Book 33: Reading the Dardanelles Disaster in the Age of Hormuz (100 Great Books)
When a Strait Holds the World's Gaze
Anyone watching the Strait of Hormuz and trying to understand what it means when a narrow body of water becomes the centre of a global crisis would do well to begin not with a newspaper but with a book published two decades ago about a different strait and a different century. Dan van der Vat’s The Dardanelles Disaster is a book about what happens when great powers decide that a geographical chokepoint must be forced open and discover, at enormous cost, that the geography had opinions of its own.

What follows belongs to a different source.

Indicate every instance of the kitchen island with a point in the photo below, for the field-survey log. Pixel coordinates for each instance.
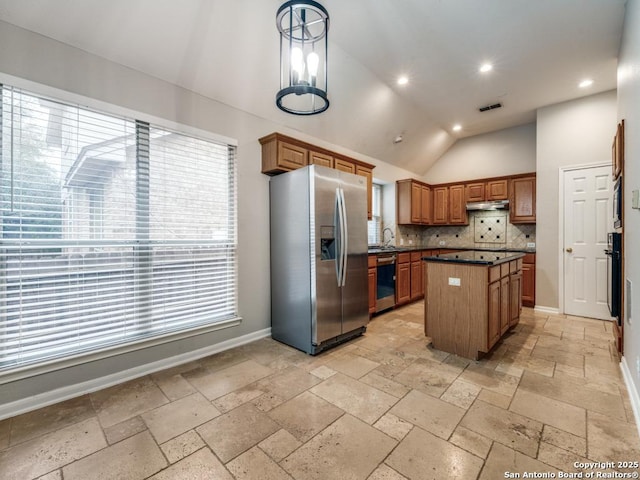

Van der Vat was a Dutch-British journalist and naval historian who grew up in Nazi-occupied Netherlands and went on to become a foreign correspondent for The Times, opening bureaux in South Africa and Germany before moving to The Guardian as its Chief Foreign Leader-writer. He was not a military romantic. He had spent his professional life watching governments convince themselves they had no choice and then living with the consequences of that conviction. His first book, The Grand Scuttle, grew from a chance visit to the Orkney Islands, where he became fascinated by the 1919 scuttling of the Kaiser’s fleet at Scapa Flow, an act of naval self-destruction that nobody had yet properly explained. That set the pattern for everything that followed. Van der Vat was drawn to the naval episode that seemed purely military on its surface but revealed, on examination, a story about the catastrophic distance between what decision-makers believed they were doing and what they were actually setting in motion.